The goal of freeing up executive branch employees was to help districts meet staff shortages, “without utilizing district resources,” according to information shared by the governor’s office.
“Ultimately, the decision is up to the district and/or charter school to reimburse more. But that’s not the intent of this benefit,” the governor’s education policy advisor Greg Wilson said in an email.
Char Jackson, spokeswoman for the West Ada School District, says eight executive branch employees have signed up to substitute teach in that district so far. Seven have chosen to be paid the districts’ $80-$90 substitute stipend.

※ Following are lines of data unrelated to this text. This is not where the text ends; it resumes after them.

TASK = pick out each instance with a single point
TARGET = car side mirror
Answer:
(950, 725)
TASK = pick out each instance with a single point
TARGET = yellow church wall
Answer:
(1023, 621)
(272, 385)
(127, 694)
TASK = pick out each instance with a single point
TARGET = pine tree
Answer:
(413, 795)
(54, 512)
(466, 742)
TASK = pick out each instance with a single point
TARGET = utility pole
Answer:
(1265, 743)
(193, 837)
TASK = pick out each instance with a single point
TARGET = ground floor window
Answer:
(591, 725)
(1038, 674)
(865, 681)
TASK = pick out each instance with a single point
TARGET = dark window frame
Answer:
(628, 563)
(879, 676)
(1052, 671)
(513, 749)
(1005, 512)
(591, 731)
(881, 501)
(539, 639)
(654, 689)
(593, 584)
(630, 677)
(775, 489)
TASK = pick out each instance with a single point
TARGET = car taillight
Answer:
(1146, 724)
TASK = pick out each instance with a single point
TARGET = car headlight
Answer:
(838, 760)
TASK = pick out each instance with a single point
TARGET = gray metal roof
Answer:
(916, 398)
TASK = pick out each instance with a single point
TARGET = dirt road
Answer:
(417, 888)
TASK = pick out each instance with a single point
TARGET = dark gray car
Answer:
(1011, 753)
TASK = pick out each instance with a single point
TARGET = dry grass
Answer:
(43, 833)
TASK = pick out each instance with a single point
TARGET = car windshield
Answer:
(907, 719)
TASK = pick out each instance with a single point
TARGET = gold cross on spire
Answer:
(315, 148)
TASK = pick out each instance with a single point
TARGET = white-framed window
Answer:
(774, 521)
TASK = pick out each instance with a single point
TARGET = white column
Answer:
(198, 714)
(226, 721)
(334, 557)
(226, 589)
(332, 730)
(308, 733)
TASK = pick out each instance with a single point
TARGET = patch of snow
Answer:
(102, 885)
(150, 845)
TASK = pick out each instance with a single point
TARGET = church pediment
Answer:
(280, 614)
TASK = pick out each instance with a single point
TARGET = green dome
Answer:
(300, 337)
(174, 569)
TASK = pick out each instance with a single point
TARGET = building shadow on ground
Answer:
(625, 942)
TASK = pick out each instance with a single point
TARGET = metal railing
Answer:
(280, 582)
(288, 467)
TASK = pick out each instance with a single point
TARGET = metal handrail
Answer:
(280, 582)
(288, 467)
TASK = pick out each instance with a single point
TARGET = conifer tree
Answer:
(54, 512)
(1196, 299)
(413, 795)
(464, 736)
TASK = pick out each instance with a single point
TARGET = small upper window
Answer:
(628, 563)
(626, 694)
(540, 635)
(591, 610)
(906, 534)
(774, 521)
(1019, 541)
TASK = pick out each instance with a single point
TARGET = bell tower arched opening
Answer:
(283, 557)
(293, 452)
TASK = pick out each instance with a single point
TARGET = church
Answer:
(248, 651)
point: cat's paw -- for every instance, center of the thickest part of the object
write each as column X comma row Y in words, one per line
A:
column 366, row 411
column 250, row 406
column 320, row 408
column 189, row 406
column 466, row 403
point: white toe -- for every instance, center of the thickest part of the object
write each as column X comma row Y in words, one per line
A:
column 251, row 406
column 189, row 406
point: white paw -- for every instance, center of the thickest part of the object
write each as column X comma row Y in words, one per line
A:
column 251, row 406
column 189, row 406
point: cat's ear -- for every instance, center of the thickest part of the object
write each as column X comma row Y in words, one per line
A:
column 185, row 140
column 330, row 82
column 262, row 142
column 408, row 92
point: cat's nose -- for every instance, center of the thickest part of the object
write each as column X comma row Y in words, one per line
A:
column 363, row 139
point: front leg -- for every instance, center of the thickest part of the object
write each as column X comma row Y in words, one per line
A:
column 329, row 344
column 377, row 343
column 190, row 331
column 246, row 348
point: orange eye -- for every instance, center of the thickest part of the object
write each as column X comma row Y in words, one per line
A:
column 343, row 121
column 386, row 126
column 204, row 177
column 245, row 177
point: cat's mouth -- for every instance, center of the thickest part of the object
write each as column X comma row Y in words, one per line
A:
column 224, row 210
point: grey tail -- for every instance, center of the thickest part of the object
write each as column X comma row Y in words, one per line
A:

Boise spokesman Dan Hollar said his district isn’t tracking whether or not substitutes are executive branch employees. That means any executive employees would be paid the district’s stipend by default. Boise pays $85 per full-day for classified substitutes and $95 for a full-day in a certified position.
Executive branch employees are limited to 16 hours of paid leave every two weeks under Little’s program, which started on Sept. 20.
The governor also pledged $10 million for districts to hire subs, bus drivers and nutrition staff, or to add supplemental pay for those hard-to-fill positions.
Districts have used about half of the $10 million available to them for staffing, Rodine said. They have until December 15 to use those funds.
Superintendent Sherri Ybarra is among the state employees boosting the substitute corps. She’ll work in Mountain Home elementary schools all day on Wednesday and Thursday, Rodine said — and she won’t be accepting payment from the district.